衣料品の廃棄・焼却を回避でき、環境配慮にもつながるとしています。今後は既存リユース業態、中古衣料品店などが同様の取り扱いを拡大し、浸透していくことも予想されます。
アウトレットはアパレル企業が自社の売れ残り製品を販売しているのに対し、オフプライスストアは特定のブランドに限らず、複数のメーカーから仕入れることができるため、品揃えに幅をもたせることが可能になります。販売力=仕入力につながりますので、すでに店舗網を全国に持っているリユース店が強みを発揮する可能性もあります。
安くても売ったほうがまし
一般的に売れ残った衣服を企業間で売買する場合、定価の3割以下が相場とされます。
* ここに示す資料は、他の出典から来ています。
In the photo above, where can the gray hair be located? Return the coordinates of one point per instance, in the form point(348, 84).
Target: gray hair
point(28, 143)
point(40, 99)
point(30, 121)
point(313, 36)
それでも新型コロナ下で衣服は売れず、在庫はたまる一方となっており、管理費や在庫評価損の可能性を考えれば安くても売った方がましと多くのアパレルメーカーは考え、専門買取業者の直販店舗、オフプライス店が全国で増加しています。
いまや国内で供給される年約28億点の衣服のうち、半数がセールやアウトレットで扱った後も売れ残っている状況であり、作り過ぎであることも明白です。
ドン・キホーテも参入
ドン・キホーテを展開するパン・パシフィック・インターナショナルホールディングスもオフプライスストアの運営に新規参入しました。衣料品の余剰在庫をアパレルメーカーから買い付け、低価格で販売しています。すでに愛知県大口町で1号店を開業し、2020年中に全国で複数の出店を計画しており、成長戦略として定着させたい考えのようです。
オフプラMEGAドン・キホーテUNY大口店の売り場面積は960平方メートルで、商品数は3万3千点を取り揃えています。コーチやアルマーニ、カルバン・クラインなど約150種類のブランドをとりそろえており、平均で40~60%の値下げ率を実現したといいます。
ワールドはすでに多店舗展開化
ワールドのオフプライス1号店の大宮店はオープンから約1年が経ち、計画通りで進捗しているようです。年間売上高は計画比10%増の3億3000万円を見込んでいます。3月には神奈川県の相模原市に2号店を開店し、年商2億円を目指しています。
2021年3月期は3店舗の出店を計画し、関西圏や地方なども視野に、3年後に30店舗体制を築いていく模様です。自社の在庫だけでなく、他社の在庫も幅広く取り扱い、集客に成功しているようです。
インターネットを経由した販売では、実際のものに触れることができなかったり、実際に届いた服が思っていたイメージと違っていたということもよくある話ですが、様々なブランドを格安で、ワクワク感を楽しみながら買い物をするというのは、アウトレットにもない新しい買い物の方法とも言えますし、大きく成長する可能性が高いように思います。
アパレルの価格低下は続く
新型コロナで在宅ワークが浸透する中で、多くの人がファッションにお金をかけなくなり、更にはオフプライス店の浸透により、衣料品の価格は今後継続的に下がっていく可能性は高いでしょう。販売単価がさがれば、当然のことですが、粗利益単価は小さくなりますので、店舗の運営、ブランドの存続は難しくなります。
ネットショップとの競合も更に加速化することになり、完全なレッドオーシャンの領域で、衣料業界自体が儲からないビジネスだということを改めて認識する必要があります。ユニクロのように付加価値を特化させて価値を高める企業は一部あったとしても、上場企業であったとしても多くは淘汰されることになるでしょう。
そしてオフプライス店を新規展開する上場企業は一時的には注目されて株価も上昇する可能性もあります。このあたりの個別企業の選別をしつつ、投資対象として注目していくことが良いでしょうね。